Top climate scientists admit global warming forecasts were wrong

smoke_2580245b By Hayley Dixon

A leaked draft of a report by the UN Intergovernmental Panel on Climate Change is understood to concede that the computer predictions for global warming and the effects of carbon emissions have been proved to be inaccurate.

The report, to be published later this month, is a six year assessment which is seen as the gospel of climate science and is cited to justify fuel taxes and subsidies for renewable energy.

The “summary for policymakers” of the report, seen by the Mail on Sunday, states that the world is warming at a rate of 0.12C per decade since 1951, compared to a prediction of 0.13C per decade in their last assessment published in 2007.

Other admission in the latest document include that forecast computers may not have taken enough notice of natural variability in the climate, therefore exaggerating the effect of increased carbon emissions on world temperatures.

The governments which fund the IPCC have tabled 1,800 questions in relation to the report.

One of the central issues is believed to be why the IPCC failed to account for the “pause” in global warming, which they admit that they did not predict in their computer models. Since 1997, world average temperatures have not shown any statistically significant increase.

The summary also shows that scientist have now discovered that between 950 and 1250 AD, before the Industrial Revolution, parts of the world were as warm for decades at a time as they are now.

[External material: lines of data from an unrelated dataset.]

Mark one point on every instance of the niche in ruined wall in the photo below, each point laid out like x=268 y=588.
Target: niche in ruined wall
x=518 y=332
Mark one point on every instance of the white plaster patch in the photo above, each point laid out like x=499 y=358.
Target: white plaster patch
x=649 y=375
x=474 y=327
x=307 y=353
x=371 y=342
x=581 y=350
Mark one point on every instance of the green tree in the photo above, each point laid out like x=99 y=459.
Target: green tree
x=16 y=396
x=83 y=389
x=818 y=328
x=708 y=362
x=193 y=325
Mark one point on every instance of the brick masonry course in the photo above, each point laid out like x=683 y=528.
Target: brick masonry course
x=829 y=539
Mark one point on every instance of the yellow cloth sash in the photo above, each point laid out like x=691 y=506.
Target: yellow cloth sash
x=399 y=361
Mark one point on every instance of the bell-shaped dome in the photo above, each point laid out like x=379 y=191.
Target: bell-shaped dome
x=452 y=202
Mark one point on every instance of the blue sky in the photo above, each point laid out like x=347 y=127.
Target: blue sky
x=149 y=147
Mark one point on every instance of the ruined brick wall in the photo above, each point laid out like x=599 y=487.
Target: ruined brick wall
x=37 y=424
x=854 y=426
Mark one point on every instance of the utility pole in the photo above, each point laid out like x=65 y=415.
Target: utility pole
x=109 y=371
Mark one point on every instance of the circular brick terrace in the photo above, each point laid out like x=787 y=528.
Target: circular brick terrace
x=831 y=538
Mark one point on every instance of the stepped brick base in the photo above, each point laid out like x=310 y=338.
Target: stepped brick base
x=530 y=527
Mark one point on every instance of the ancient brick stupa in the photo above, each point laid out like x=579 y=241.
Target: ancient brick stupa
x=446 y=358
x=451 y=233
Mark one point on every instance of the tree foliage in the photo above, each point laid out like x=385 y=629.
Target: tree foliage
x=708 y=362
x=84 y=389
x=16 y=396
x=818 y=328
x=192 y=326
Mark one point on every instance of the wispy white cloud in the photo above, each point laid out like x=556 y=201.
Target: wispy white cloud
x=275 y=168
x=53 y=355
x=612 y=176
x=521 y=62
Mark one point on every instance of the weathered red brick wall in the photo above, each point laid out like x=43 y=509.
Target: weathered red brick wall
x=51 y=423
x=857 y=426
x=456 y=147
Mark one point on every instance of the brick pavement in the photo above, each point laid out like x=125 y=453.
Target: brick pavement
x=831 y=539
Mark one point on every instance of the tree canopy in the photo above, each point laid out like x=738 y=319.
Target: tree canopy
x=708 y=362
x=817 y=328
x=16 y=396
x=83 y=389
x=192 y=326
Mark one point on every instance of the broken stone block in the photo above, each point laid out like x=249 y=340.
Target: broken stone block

Despite a 2012 draft stating that the world is at it’s warmest for 1,300 years, the latest document states: “’Surface temperature reconstructions show multi-decadal intervals during the Medieval Climate Anomaly (950-1250) that were in some regions as warm as in the late 20th Century.”

The 2007 report included predictions of a decline in Antarctic sea ice, but the latest document does not explain why this year it is at a record high.

The 2013 report states: “’Most models simulate a small decreasing trend in Antarctic sea ice extent, in contrast to the small increasing trend in observations …

“There is low confidence in the scientific understanding of the small observed increase in Antarctic sea ice extent.’